Hydrating is quite possibly the most important thing to do while riding. Most of us do not drink nearly enough water during a normal day…much less when we ride.
What happens when you become dehydrated?
According to MayoClinic.com:
Mild to moderate dehydration is likely to cause:
- Dry, sticky mouth
- Sleepiness or tiredness — children are likely to be less active than usual
- Decreased urine output — fewer than six wet diapers a day for infants and eight hours or more without urination for older children and teens
- Few or no tears when crying
- Muscle weakness
- Dizziness or lightheadedness
Severe dehydration, a medical emergency, can cause:
- Extreme thirst
- Extreme fussiness or sleepiness in infants and children; irritability and confusion in adults
- Very dry mouth, skin and mucous membranes
- Lack of sweating
- Little or no urination — any urine that is produced will be dark yellow or amber
- Sunken eyes
- Shriveled and dry skin that lacks elasticity and doesn’t “bounce back” when pinched into a fold
- In infants, sunken fontanels — the soft spots on the top of a baby’s head
- Low blood pressure
- Rapid heartbeat
- In the most serious cases, delirium or unconsciousness
As you can see, there are serious side affects to not properly hydrating before, during and after your ride. This is why I see hydrating as the most important thing to keep in mind while on the trail. Most times, when you feel like you are dehydrated, your body is telling you that you are already behind the eight ball. It is time to start drinking more water…and quickly.
The Eight and Eight Rule
Although there is no scientific basis for this rule, many people have adopted it as truth. They say that you are supposed to drink eight 8 oz glasses of water per day. If you are planning on exercising during that day, you need to increase that amount. Now, there are many factors that contribute to how much water a person should consume throughout the day and while exercising, but this is a great jumping off point.

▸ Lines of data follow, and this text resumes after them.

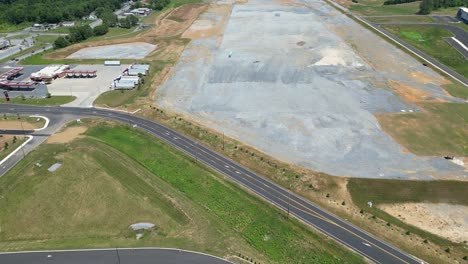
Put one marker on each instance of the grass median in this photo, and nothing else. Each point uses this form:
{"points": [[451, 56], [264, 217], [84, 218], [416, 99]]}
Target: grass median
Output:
{"points": [[431, 40], [117, 175], [438, 131], [52, 101]]}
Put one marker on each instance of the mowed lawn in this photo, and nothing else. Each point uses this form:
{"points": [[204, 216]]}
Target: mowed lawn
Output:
{"points": [[430, 40], [440, 129], [118, 175], [381, 191], [376, 8], [92, 199]]}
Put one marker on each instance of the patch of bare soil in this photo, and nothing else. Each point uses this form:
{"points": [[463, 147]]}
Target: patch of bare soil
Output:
{"points": [[425, 79], [9, 124], [445, 220], [176, 22], [165, 29], [206, 28], [411, 94], [67, 135]]}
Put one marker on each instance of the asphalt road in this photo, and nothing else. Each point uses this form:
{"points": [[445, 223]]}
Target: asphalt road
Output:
{"points": [[460, 34], [433, 61], [419, 53], [111, 256], [327, 223]]}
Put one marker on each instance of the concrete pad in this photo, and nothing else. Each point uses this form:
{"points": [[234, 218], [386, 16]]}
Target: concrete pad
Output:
{"points": [[86, 89], [118, 51], [283, 80]]}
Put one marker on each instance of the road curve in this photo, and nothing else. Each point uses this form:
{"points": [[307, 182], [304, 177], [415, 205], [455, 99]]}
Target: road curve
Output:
{"points": [[111, 256], [342, 231]]}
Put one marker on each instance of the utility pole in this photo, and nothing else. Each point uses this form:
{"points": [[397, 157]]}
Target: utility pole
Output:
{"points": [[118, 257], [24, 135], [289, 198]]}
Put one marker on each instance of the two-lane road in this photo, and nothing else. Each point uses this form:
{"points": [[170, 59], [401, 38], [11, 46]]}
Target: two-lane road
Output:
{"points": [[327, 223]]}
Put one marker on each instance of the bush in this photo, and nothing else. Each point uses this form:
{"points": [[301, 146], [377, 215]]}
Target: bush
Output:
{"points": [[61, 42]]}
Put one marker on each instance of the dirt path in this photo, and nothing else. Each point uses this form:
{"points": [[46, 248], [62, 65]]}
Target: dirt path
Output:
{"points": [[67, 135]]}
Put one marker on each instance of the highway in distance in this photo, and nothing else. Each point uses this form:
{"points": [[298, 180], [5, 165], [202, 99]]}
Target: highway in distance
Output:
{"points": [[340, 230]]}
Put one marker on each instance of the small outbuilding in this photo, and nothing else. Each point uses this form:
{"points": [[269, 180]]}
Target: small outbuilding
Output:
{"points": [[462, 14], [111, 63]]}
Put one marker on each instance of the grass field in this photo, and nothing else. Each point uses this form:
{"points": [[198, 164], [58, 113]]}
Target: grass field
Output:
{"points": [[127, 176], [430, 41], [402, 19], [439, 130], [7, 28], [399, 191], [264, 227], [376, 8], [54, 100], [40, 42]]}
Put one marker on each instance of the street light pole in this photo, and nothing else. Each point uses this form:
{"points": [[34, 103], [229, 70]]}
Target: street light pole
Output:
{"points": [[289, 198], [22, 128]]}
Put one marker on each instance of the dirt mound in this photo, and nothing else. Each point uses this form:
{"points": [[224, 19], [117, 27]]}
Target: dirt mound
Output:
{"points": [[445, 220]]}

What do I do while on a mountain bike ride?
I try to drink a lot of water throughout the day. I make a conscious effort on riding days to drink more than I normally would before the ride. During the ride, I make sure that I am always drinking. I am one of those riders that sweats a lot, so I get a constant reminder to replenish.
We are in the time of the year where keeping properly hydrated is especially important. When you are riding in 90+ degree heat, your body generates the symptoms of dehydration much faster than in the cooler months. During these summer months, I always carry 100 oz of water (sometimes half water/half Gatoraide) on every ride. It is always better to have more water than you need rather than not enough.